I'm a digital marketer who came into the job more through general marketing and content writing. My technical knowledge is still coming along, which I think is what is stumping me with this.
So the issue is I do a regular SEO health check every two weeks for my client's websites. This includes checking for any errors or red flags in Google Search Console, among other things. Recently I helped set up (mostly content) a new website for a client a couple of months ago. This week when doing their check I saw they had almost 60,000 pages indexed in GSC's index status checker. However, if I checked Google's SERPs for that domain I would only find 20ish pages.
Considering the website is new and for a business based out of a small town, that seemed like a red flag. Looking into it, I saw some articles suggest that problem could be due to "canonicalization, duplicate content, automatically generated pages, or that it has been hacked."
So here is what I have done so far, and what I've found.
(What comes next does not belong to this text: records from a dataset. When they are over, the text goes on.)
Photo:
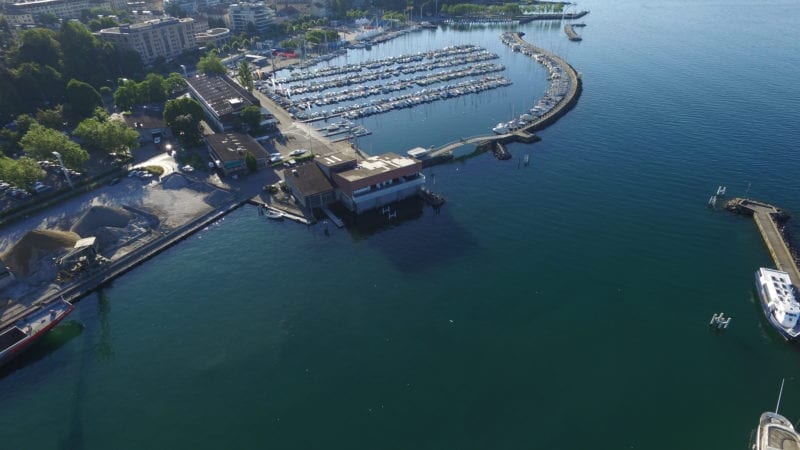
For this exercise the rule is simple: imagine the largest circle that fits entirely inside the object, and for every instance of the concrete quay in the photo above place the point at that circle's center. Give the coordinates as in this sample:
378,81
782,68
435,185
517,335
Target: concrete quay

The website is ecommerce, and the robots.txt file was not fully completed to match the other website locations for the same company. As such, some of the dynamic inventory urls for product listings pages was not disallowed. I have already fixed this so the robots file matches the other businesses.
I also checked the source code for the inventory pages (the website is through an ecommerce website provider, we did not develop the website ourselves) and saw that they did not have proper redirects on the inventory pages for different url forms. For example:
The website did not have redirects set up to the canonical URL for all inventory pages. I have put in requests for these redirects to be fixed.
So that was a really long preface to my question: Have I fixed the problem? I don't know if there is more I should be checking that explains the 60,000 indexed pages in GSC. I'll find out in a few days when GSC's data catches up with the days that the fixes were published, but I would like to know if there is more I should be doing in the meantime.